Ils applaudirent à ces noms, puis gardèrent un long silence. Cela devint si gênant que Machy éprouva soudain le besoin impérieux de parler. Et il expliqua sa vie :

— Je suis professeur…

— Ah ! fit-elle, je m’en doutais !

— … professeur d’écriture, continua-t-il, ma femme est couturière, je donne mes leçons le matin, et l’après-midi je me charge de l’enfant.

Elle riposta par une même expansion :

— Moi, mon mari est comptable. Nous ne sommes pas riches, je n’ai pas de bonne, et il faut encore que je sorte la petite.

Ils se regardèrent. Ils avaient tous deux une figure triste et un aspect convenable. Se connaissant, ils n’eurent plus rien à se dire.

Le lendemain les ramena, et les jours suivants également. Ils s’asseyaient l’un près de l’autre, et comme ils étaient timides et peu loquaces, ils prononçaient de rares paroles.

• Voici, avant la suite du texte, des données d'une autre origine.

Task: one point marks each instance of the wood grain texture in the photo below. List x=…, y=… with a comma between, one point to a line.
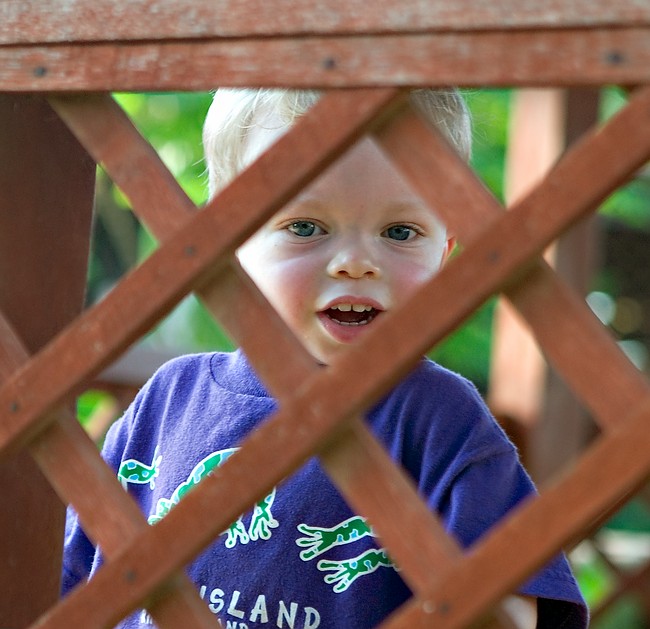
x=358, y=465
x=73, y=467
x=184, y=263
x=572, y=337
x=618, y=464
x=314, y=416
x=558, y=57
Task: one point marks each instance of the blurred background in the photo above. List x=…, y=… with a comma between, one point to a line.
x=611, y=565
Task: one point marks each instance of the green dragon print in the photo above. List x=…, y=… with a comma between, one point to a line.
x=261, y=523
x=346, y=572
x=132, y=471
x=319, y=540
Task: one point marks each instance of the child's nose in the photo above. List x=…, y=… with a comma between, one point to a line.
x=353, y=260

D’ailleurs, les deux enfants les occupaient beaucoup. Les petits s’entendaient à merveille. Très vite las des jeux bruyants, ils se promenaient dans les allées les plus désertes. La séparation quotidienne les affectait vivement. Chez eux, ils ne pensaient qu’au plaisir de se revoir. Et dès l’arrivée au jardin, ils se jetaient dans les bras l’un de l’autre.